Take a brush loaded and you in a few seconds will feel it. That quiet flicker of panic? Entirely normal. It’s also precisely the point. The ink painting is anchored on an inexorable reality on that no line is ever to be removed. You commit, or you don’t paint. To any person who has spent years drawing something in pencil or clicking on the undo button, that fact comes as a surprise. Going here!
The outside of a workshop session will look like a controlled chaos. Someone’s brush slips. The other student wastes much water and sees his bamboo stalk erode in grey mist. That is pretty, the teacher tells her, and she really means so.
That’s the nature of ink. The best thing is usually the accidents.
The philosophy of traditional East Asian ink painting that Western art does not often teach so overtly is less is more not merely a preference, but a perception of the world. One branch. Three strokes. Deliberate empty space. Children will even spend a whole afternoon painting nothing but rocks, and leave in silent re-thinking all that they thought they knew about simplicity.

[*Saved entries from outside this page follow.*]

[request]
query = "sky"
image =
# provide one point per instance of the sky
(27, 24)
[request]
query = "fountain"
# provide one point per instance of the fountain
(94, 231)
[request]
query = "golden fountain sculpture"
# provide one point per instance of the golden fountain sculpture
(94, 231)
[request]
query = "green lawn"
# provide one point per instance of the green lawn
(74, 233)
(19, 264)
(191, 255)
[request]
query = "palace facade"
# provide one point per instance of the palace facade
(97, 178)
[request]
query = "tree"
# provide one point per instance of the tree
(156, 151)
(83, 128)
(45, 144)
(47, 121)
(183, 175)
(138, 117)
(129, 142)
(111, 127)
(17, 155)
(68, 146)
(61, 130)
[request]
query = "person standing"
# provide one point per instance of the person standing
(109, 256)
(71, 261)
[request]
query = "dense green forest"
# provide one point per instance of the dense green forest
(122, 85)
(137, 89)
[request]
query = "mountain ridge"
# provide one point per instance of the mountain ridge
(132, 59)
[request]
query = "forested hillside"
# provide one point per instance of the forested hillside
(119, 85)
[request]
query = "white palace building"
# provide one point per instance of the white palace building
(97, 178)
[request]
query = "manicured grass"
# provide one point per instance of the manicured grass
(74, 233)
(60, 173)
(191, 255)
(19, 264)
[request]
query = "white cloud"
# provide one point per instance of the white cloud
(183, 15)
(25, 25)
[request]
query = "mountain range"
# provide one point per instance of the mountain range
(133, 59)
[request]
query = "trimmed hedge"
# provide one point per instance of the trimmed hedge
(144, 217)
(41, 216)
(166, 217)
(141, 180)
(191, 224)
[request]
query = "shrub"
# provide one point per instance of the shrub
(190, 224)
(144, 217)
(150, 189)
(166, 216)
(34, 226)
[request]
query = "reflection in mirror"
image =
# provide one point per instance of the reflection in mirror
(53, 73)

The workshops differ significantly in terms of focus. Others focus on sumi-e the spare and radiant Japanese art wherein one stroke of the brush can connote the bulk of a whole mountain. Others are based upon Chinese brush painting, and they construct ink washes to give the effect of depth and movement. Other students discuss both, and eventually discover a voice, which lies in between both.
It is not as simple as beginners presume that materials do. The distinction in inexpensive rice paper and quality xuan paper may be the distinction between vexation and flux. This is dealt with in good workshops. A good brush retains water such that it changes the flow rate of ink in any subtle manner, it starts being less of a tool and more of a conversation.
Individuals come to these workshops due to any form of reason. Stress relief. Creative curiosity. One of the indistinct bucket-list items was triggered by a documentary on Zen monasteries. The majority of the people leave with what they did not go on holiday seeking: patience.
Ink cannot be rushed. It is not sizable to obedience. Practice and attentiveness are the only way out, as well as an increasing self-content with imperfection.
That proves more difficult to learn than it sounds- and subtly more useful than nearly anything that students bring home in addition to paints that are still damp.